His pay at the time was Ksh4 which was good money at the time. He invested in goats and used the proceeds to relocate to Nairobi in the mid 1920s.
He juggled between tea farming back at his Rwathia home and working in Nairobi. Often, he fell prey to thieves who stole his tea seedlings. Sometimes, the seedlings would be stolen even after being transplanted. He suspected his immediate neighbor but had no way of proving it. He decided to buy paint and mark the seedlings at sensitive points.
“This way, if the thief decided to remove the mark, it would dry up. If the thief planted it on their land, it would be easy to argue that the seedling was mine. If something pesters you and you think hard about it, you will find a solution,” he said.
To date, he still grows tea on his farm.
He relocated to Nairobi where he got a job at the Kenya Planters Cooperative Union’s (KPCU) coffee mill. He earned a princely sum of Sh20. He would dabble between his work and hawking.
“I would report for duty at 4 pm and work through to 1 am.
I would then make coffee for sale to my colleagues up to 4 am, after which I would proceed to Marigiti (now Wakulima market) to buy vegetables to hawk to mainly Asian families.
I would knock off at 2 pm. That would leave me with two hours to sleep before reporting for duty,” he told the Daily Nation.
Gerald Gikonyo quit his job in 1931 to concentrate on business full-time. The job was difficult as he was required to wake up in the wee hours of the morning and work even during harsh weather conditions.
He went on to partner with Solomon Karanja to secure a hawking license. That same here he opened a shop in his Githioro home in Rwathia and day to day of the business to his step brother Gikonyo Muthuri.
In 1947 everything aligned when together with a couple of friends from Rwathia, they decided to open a hotel in Majengo. He was approached to contribute capital for the venture and he had only Ksh700 of the required Ks3,000.
With his partners, Wacai wa Muhu, Gatu wa Kirubi, Kimani wa Gathere and Macharia Kirubi, they managed to open the hotel and it did exceedingly well.
They opened a second hotel in Eastleigh. Unfortunately, the businesses established by these village mates went up in flames as Kenyans fought for self-rule.
The Rwathia boys, as they came to be known, would team up to own a number of properties in the city.
Leading up to independence, a lot of white settlers began selling their lands and they snapped up this opportunity.

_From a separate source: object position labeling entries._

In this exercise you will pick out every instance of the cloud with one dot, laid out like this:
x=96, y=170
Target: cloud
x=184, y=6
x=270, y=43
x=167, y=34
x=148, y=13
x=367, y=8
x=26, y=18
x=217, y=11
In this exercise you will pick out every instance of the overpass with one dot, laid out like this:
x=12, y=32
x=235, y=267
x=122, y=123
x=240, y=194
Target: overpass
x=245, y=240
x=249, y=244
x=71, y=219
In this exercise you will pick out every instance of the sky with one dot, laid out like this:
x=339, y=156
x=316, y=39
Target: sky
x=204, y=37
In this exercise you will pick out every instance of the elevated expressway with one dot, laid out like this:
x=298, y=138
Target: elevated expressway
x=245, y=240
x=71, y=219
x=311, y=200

They bought a number of buildings in several places including along Tom Mboya street.
They started Magomano and New Kinangop hotels. His wealth grew and he invested in Alfa Hotel, started a distribution company named Rwathia distributors and ventured into real estate. He would also come to be known as the landlord of Sabina Joy.

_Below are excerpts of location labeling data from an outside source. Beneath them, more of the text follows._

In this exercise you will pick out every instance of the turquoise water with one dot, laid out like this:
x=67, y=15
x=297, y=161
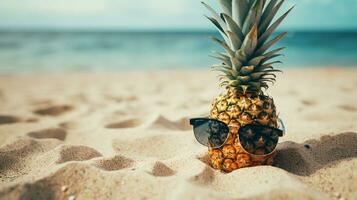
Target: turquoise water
x=52, y=51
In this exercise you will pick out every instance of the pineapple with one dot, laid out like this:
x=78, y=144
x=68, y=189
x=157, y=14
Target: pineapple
x=247, y=68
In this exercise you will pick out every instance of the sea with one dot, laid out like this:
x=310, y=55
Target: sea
x=94, y=51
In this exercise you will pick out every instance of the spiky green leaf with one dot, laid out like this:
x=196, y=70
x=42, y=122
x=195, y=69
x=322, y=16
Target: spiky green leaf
x=226, y=6
x=250, y=42
x=240, y=10
x=233, y=26
x=234, y=40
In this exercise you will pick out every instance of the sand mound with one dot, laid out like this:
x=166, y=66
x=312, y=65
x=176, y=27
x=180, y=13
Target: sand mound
x=16, y=159
x=130, y=123
x=159, y=146
x=160, y=169
x=115, y=163
x=76, y=153
x=116, y=139
x=8, y=119
x=54, y=110
x=304, y=159
x=163, y=123
x=57, y=133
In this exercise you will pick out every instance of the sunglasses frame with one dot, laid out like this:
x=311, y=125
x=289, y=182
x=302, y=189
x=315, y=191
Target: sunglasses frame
x=281, y=131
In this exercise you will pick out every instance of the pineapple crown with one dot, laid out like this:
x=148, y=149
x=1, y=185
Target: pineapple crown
x=246, y=26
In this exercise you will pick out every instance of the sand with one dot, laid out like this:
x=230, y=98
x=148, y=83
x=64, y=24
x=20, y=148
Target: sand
x=126, y=136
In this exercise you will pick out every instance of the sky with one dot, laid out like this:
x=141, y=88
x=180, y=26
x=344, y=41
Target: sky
x=158, y=14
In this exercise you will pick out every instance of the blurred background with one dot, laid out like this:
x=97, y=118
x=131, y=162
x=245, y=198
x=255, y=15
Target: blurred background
x=102, y=35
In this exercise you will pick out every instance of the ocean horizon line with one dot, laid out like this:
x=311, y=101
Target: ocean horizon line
x=164, y=30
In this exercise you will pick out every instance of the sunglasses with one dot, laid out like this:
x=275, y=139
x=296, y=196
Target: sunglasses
x=214, y=133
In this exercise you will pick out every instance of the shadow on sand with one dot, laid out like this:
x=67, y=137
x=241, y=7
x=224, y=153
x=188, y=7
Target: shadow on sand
x=305, y=159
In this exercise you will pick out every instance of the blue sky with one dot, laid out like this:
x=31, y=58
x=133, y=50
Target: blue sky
x=163, y=14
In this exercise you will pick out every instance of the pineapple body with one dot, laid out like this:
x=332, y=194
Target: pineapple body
x=235, y=109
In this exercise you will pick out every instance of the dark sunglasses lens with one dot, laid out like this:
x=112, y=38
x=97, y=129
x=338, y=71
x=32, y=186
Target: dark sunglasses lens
x=210, y=132
x=259, y=140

The entrepreneur ventured in the transport business in the early ‘60s and has no fond memory business. According to Gerald Gikonyo, the business is very risky and has so many unforeseen variables. They owned two buses christened Mwijoyo and Kayi. The seasoned businessman was categorical that he rather invests his money in building since such an investment cannot knock down a pedestrian.
Interestingly, for a man who was the first Kenyan to own a car in the country-he doesn’t know how to drive one.
In the late 50s, he was among those arrested and accused of aiding the Mau Mau fighters. He recalled in an interview on the Standard how they were stripped to their underwear and physically tortured. They would go without food at times and when one of them messed up all of them got punished.
He, however, said it was all worth the freedom we are enjoying today.
Out of Gerald Gikonyo four wives, only one-known as Wangari-is surviving. He has 23 children but has no recollection of the number of grandchildren, great grandchildren and great great grandchildren he has.
“They are probably 200 or 300. I can’t be sure. They are so many that you would require an auditor to verify the actual number,” he told DN
His eldest son, Mr Stephen Karanja, was born in 1936 while his last-born, Mr Javed Kamau, was born in 1972.